Second, Bitcoin has no borders. Refugees fleeing across borders cannot carry gold bars. Bank accounts are blocked by capital controls. But 12 words in someone’s mind are beyond the reach of any customs inspection. When the Taliban took over Afghanistan in 2021, countless people lost access to their banks overnight. Banks either shut down or restricted withdrawals, and the Afghan central bank’s foreign assets were frozen by the United States. But those who self-custodied Bitcoin could still access their assets from other countries. Simply by remembering 12 seed words, they moved their wealth across borders.
Similar cases emerged during the Russia-Ukraine war. Shortly after Russia’s invasion in February 2022, some Ukrainians used Bitcoin to rapidly transfer assets out of the conflict zone. The Ukrainian government itself received tens of millions of dollars in international aid in Bitcoin and cryptocurrency. In a situation where traditional international remittance systems were slow and complex, Bitcoin crossed borders in minutes.

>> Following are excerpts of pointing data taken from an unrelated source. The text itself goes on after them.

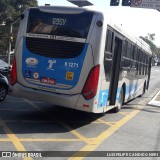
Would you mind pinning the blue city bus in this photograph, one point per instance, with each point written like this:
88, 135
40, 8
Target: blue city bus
76, 58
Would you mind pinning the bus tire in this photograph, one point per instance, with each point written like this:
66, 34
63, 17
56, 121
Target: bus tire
144, 90
121, 101
3, 92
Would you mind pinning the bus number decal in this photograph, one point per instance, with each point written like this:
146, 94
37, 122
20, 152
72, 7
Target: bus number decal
69, 76
51, 62
71, 65
59, 21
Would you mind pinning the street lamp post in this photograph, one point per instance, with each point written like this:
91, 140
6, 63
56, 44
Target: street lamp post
10, 39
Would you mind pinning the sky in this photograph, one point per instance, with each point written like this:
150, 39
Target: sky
136, 21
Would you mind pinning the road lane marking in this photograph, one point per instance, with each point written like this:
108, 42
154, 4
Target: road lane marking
103, 136
124, 113
19, 110
48, 140
107, 123
13, 138
74, 132
4, 140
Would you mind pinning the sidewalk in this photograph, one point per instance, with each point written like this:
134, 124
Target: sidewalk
156, 100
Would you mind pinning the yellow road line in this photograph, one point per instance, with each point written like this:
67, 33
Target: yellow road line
13, 138
103, 136
107, 123
74, 132
4, 140
48, 140
124, 113
22, 110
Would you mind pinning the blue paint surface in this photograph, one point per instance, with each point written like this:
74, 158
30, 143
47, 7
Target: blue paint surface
56, 73
103, 98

Third, Bitcoin’s rules are transparent and extremely difficult to change. Bitcoin’s 21 million supply cap, 10-minute block interval, and halving schedule are clearly defined in the source code, and tens of thousands of nodes worldwide simultaneously enforce and monitor these rules. No government, no institution, not even Bitcoin’s developers can unilaterally change these rules. No property system in history has ever operated with such transparent and predictable rules.
The Implications of a Property Rights Revolution
The new form of property rights that Bitcoin guarantees has implications beyond simply protecting individual assets — it carries broader social significance.
Historically, the threat of state confiscation has driven people to hide assets or avoid investment. This is why long-term investment is difficult in countries where confiscation risk exists. If Bitcoin becomes a truly global standard of non-confiscatable assets, it could provide a new foundation for making long-term plans regardless of a country’s political situation.
Of course, there are limitations. Seed phrases can be physically stolen. Bitcoin purchased through exchanges still falls under government surveillance. Large-scale mining infrastructure is concentrated in certain countries, making it potentially vulnerable to political pressure. It is premature to conclude that Bitcoin is the perfect solution for protecting property rights.
But the direction is clear. As Hernando de Soto demonstrated, prosperity comes to places where property rights are firmly protected. Bitcoin is an attempt to provide those property rights based on mathematical law rather than state protection. In all of human history, there has never been property that could not be taken by physical force. Bitcoin is implementing that possibility in reality for the first time.
That said, self-custody relying solely on a seed phrase carries the limitation that assets can be permanently lost if the owner dies. It is important to establish a multisig (multi-signature) setup or a reliable inheritance plan alongside it.